T ommy hat nie an irgendetwas oder jemanden geglaubt. Für ihn besteht das Leben lediglich aus Körper, Zellen und Nervenimpulsen, und wenn der Körper nicht mehr existiert, ist auch das Leben verschwunden.
Der menschliche Körper ist ein Ergebnis der Evolution. Der Wille der Evolution ist die einzig existierende Kraft, nichts anderes lenkt uns. Es gibt niemanden, der uns sieht, der die Kontrolle hat, der uns überwacht oder Signale sendet. Indem wir die Natur und ihre Veränderungen und Entwicklungen sehen und beobachten, können wir Erfahrungen sammeln und Schlüsse aus unserem Verhalten ziehen. Die Natur vertritt keine Meinung, sie erzählt nichts, sie verurteilt niemanden, sie existiert einfach nur.
Solange niemand davon weiß, wird ihn auch niemand dafür verurteilen, was mit Rakel geschehen ist.
Er liegt in seinem Nest auf dem Boden des Gewächshauses, ohne zu wissen, wie lange er schon so gelegen hat, während seine Gedanken mit ihm durchgehen wie wilde Rentiere.
Rakels Gesicht in dem Moment, als sie den Boden unter den Füßen verliert.
Das Geheul aus dem gelben Haus.
Die Großmutter, wie sie jammert.
Die vielen Leichen.
Das Schiff, das mit seinen Brüdern an Bord im Fjord verschwindet.
Dann setzt er sich auf, du musst dich zusammenreißen, Tommy, reiß dich zusammen, es ist alles nur eine Frage der Struktur, du schaffst das, richte dich einfach nach der Uhrzeit.
Er schiebt den Pulloverärmel nach oben und blickt auf seine Armbanduhr. Zwanzig Minuten vor zwei.
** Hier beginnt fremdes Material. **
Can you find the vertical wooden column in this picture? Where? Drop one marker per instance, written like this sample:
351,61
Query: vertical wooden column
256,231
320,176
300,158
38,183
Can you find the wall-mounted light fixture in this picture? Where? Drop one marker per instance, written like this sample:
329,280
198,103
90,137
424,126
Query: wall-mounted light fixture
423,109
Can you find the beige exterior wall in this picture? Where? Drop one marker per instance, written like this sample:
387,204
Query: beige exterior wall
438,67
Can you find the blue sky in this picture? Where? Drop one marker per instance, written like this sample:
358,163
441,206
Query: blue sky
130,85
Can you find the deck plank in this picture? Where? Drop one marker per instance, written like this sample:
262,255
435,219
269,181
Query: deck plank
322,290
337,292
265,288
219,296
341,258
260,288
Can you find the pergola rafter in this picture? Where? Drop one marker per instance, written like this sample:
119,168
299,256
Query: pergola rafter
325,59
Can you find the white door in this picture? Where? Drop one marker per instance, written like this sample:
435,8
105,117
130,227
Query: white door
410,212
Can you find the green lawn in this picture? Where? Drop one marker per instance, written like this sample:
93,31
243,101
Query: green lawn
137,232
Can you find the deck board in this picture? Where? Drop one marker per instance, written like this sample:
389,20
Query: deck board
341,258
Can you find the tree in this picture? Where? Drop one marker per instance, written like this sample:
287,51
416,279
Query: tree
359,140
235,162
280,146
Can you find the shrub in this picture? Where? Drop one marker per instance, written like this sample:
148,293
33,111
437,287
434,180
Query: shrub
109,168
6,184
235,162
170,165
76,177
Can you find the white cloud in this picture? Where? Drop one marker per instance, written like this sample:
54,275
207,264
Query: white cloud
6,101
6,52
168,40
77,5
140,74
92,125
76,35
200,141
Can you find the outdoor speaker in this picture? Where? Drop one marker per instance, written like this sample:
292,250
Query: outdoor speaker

Er führt die Uhr zum Ohr und lauscht.
Sie ist stumm.
Er schüttelt sein Handgelenk. Komm schon!
Doch der Sekundenzeiger reagiert nicht.
Die Uhr rutscht ihm weg, während er versucht, sie aufzuziehen. Sie will nicht weiterlaufen, die Zeit will ihm nicht mehr gehorchen.
Am Ende schleudert er die Uhr von sich auf den harten Boden. Er hört, wie das Glas zersplittert.
Dann sinkt er wieder auf sein Lager.
Nicht denken, weich sein, schlaff, sich die Dunkelheit über den Kopf ziehen.
Und dort, im bodenlosen Schlaf, in den er versinkt, pusselt jemand in seiner Nähe herum. Das leise Klirren von Stricknadeln, die Wärme des Kamins auf seinen Wangen, eine Waschschüssel, die mit Wasser gefüllt wird, er zieht den Duft von etwas Bekanntem, Sauberem in die Nase, und dann spürt er den nassen, warmen Waschlappen im Gesicht.
Mama, flüstert er.
»Ja, ich bin hier, mein Junge, ich bin hier.«
Er möchte sie festhalten, weiter den Lappen auf seinem Gesicht spüren, die kühlen Hände, die ihm über die Stirn streichen, doch der Schlaf ist ein Verräter, er verlässt ihn, und als er aufwacht, ist seine Mutter weg. Nur ein schwacher Duft hängt noch in der Luft, ein Widerhall, ein Gefühl in den Händen, als würde er nach etwas greifen, das ihm zwischen den Fingern hindurchgleitet.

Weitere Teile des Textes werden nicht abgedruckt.